Even though Timbleweed Park was released in March, the game continues to get substantial updates. It's not DLC, either, but meaningful responses to feedback.
As someone who spent their youth plucking away at obscure puzzles in games like Monkey Island and Sam & Max, there was every reason to think Thimbleweed Park, derived from the same mind responsible for some of my old favorites, was made just for me. In reality, though, it proved to be an utterly charming but often frustrating experience, as I found myself relying on a walkthrough to see things through. Back in May, I both excused and lamented my decision to use a walkthrough; what I really wanted was a built-in hint system for the game:
"Clearly, I'm not above looking for help, but Thimbleweed Park doesn't help its case by having a binary choice when it comes to choosing a difficulty. The game does have an option to throw out most of the puzzles, but that's not what I want to do! I just want the game to give me a small, vague hint. In one of my favorite puzzlers, The Room, you can ask for multiple hints before it outright tells you what to do next. I'd love if there was something similar, so the game could meet me halfway."
After publishing that story, I heard from the game's developers, who were curious about my reaction. The game's easier mode, which strips Thimbleweed Park of its most troublesome puzzles, was supposed to be for me. But as I explained to them, I didn't want a story-only mode, I was looking for a crutch to lean on when I'd become exasperated. In a world of limited time, I wanted to keep moving. A younger Patrick would be shaking their head, but you don't have a kid, bucko.
Months later, the game now has a hint system.
"I know this will cause the hardcore adventure gamer's blood to boil (as it does mine)," wrote designer Ron Gilbert in a blog post earlier this week, "but the lack of hints was widely criticized by some of the more casual press."
Next E3, I'll have to think about registering as casual press! (I'm kidding, Ron.)
Jokes aside, it's interesting to see how Gilbert and company arrived at their hint system, which appears to have come with plenty of internal protest over whether to design it at all. The team originally built something called the HintTron 3000, an item that would allow you to combine it with any item in the game world and receive a contextual hint. The problem? If players were lost to the point of utter confusion—like I often was—they may not know what item to look at.
Thimbleweed Park isn't enormous, but compared to the adventure games it builds on from the LucasArts days, it's sprawling. This was often my hangup with the game. While I appreciated the ability to tour so many places at once, the combination of context-specific characters and endless exploration options left me paralyzed. I'd have been the HintTron 3000 player they feared.

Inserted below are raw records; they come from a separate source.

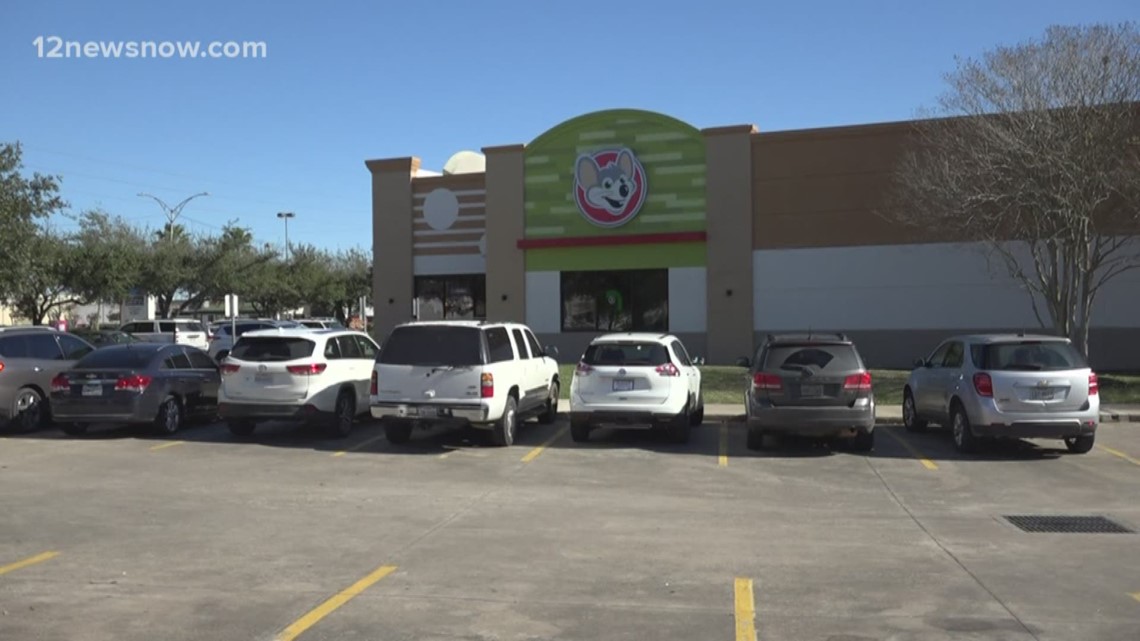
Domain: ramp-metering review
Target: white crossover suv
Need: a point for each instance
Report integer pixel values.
(636, 380)
(489, 375)
(296, 374)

Gilbert settled on the solution I used back in the day for games like Tex Murphy: a hint line. In this case, you're not actually calling a person on the phone, but using Thimbleweed Park's in-game phone system to ask the HintTron 3000 for pointers.
"Calling the phone provides some natural friction, in that you'd have to get to a phone (or switch to whoever had the cell phone) and make a call and trip down a hint tree," said Gilbert. "The advantage we had over a true 80s hint line was that we know the context of where you are in the game, so the hint line can be smart and focus down to hints we know you might needed, and ignore spoilers and other distractions."

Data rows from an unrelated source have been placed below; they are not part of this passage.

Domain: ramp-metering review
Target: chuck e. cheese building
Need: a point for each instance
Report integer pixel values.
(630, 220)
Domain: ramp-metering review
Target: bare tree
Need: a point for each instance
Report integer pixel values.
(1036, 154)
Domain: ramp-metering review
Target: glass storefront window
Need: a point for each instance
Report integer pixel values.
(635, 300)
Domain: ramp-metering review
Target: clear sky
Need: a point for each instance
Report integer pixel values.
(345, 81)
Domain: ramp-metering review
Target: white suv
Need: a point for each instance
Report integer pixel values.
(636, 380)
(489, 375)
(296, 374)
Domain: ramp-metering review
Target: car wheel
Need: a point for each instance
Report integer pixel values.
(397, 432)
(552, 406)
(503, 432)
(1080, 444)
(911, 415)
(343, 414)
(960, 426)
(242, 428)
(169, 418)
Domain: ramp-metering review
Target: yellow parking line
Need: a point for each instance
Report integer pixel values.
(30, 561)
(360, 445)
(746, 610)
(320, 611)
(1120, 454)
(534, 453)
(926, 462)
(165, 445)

If you're worried about getting weak in the knees during a particularly nasty puzzle, it's possible to turn the hint system off entirely. And if you've already put some hours into the game, the hint system can be applied to your existing save, though it might be a little wonky.
Though I've already finished Thimbleweed Park, due to a walkthrough, I'm pleased future players will have a chance to play (and finish) a game that I ultimately had a great time with. It might have been more satisfying to play with the new hint system, but thankfully, the story and characters were more than enough to carry me to the finish line. If you're curious, definitely give it a try.